Tackling the Opioid Crisis: Genetic testing to identify addiction risk
Blog Oct 03, 2017 | By Anna MacDonald, Editor for Technology Networks
Deaths from opioid overdoses are rapidly rising, more than doubling between 2005 and 2015, to reach over 30,000 in the USA, with prescription opioids being involved in nearly half of these deaths. Historically, opioids were prescribed to cancer patients and those recovering from surgery, but more recently have been used as a treatment for those suffering from other forms of chronic pain. This has led to an explosion in the amount of prescription opioids, with dispensing rates nearly quadrupling from 1999 to 2015 in the U.S. This opioid crisis has highlighted the urgent need to improve opioid prescribing practices, to minimise the chances of addiction, whilst ensuring treatments are still available to patients that need them.
One way of reaching this goal could be genetic testing, to identify patients most at genetic risk of addiction, before opioids are prescribed. This was the focus of the poster that won the Industry Division award at the recent American Association for Clinical Chemistry (AACC) meeting in San Diego. Dr Keri Donaldson, CEO and founder of predictive health intelligence company Prescient Medicine, and lead author of the poster, “Risk assessment of opioid addiction with a multi-variant genetic panel involved in the dopamine pathway” tells us more about the work and its implications for patients.
Can you give us a little background of the opioid crisis and its origins?
The origin of the opioid crisis is multifactorial. Contributing factors include: a confluence of better clinical understanding of how to manage a patient’s pain; better access to pain management treatments like opioids; as well as the marketing of these treatments to both patients and physicians. But, how we got here is far less important than the scope of what we now face. As recently as 2016, the opioid crisis is estimated to have claimed more than 60,000 lives – that’s the same number of deaths we saw in 20 years of the Vietnam War, and is equivalent to one or two 9/11’s per month, every year. Opioid deaths are now the #1 killer of adults under the age of 50 in this country. To say that this crisis is a mass casual event is an understatement.
What is thought to be responsible for the variation in addiction risk between individuals?

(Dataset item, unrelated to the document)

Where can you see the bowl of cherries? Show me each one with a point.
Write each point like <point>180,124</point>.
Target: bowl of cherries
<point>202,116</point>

Associating genetics with risk of drug or alcohol addiction risk or dependency is not new. Genetic predisposition to addiction is well-established and can be traced back to the 1950’s or 1960’s. What is new, however, is the technology we now have where we can use machine learning or automated intelligence (AI) to identify how these genes may contribute to addiction risk. Our study used 16 single nucleotide polymorphisms (SNPs), or genetic mutations in the brain reward pathways to generate a risk score. In a second study, we evaluated the ability of this test to predict addiction risk, and found that the test – with 97% specificity – was able to identify patients not at increased genetic risk of opioid addiction.
How can this information be harnessed to identify those most at risk of opioid addiction?
LifeKit® Predict is specifically designed to give doctors – and patients – the information they need to make informed decisions before prescribing or taking an opioid. If, for instance, the test discovers an individual has a high genetic risk of addiction, they may want to talk to their doctor about effective, non-opioid alternatives for their pain.
What difference can genetic testing make to patients?
Well we’ve seen what role genetic testing or personalized medicine can play in treating insidious diseases like cancer. Now we’re applying those same principles to the disease of addiction. Every day we’re learning more about how our genes affect things like addiction risk, and how we might respond to certain medications. As a result, it’s becoming increasingly important that we have clear genetic information to help us make informed treatment decisions.
Dr Donaldson was speaking to Anna MacDonald, Editor for Technology Networks.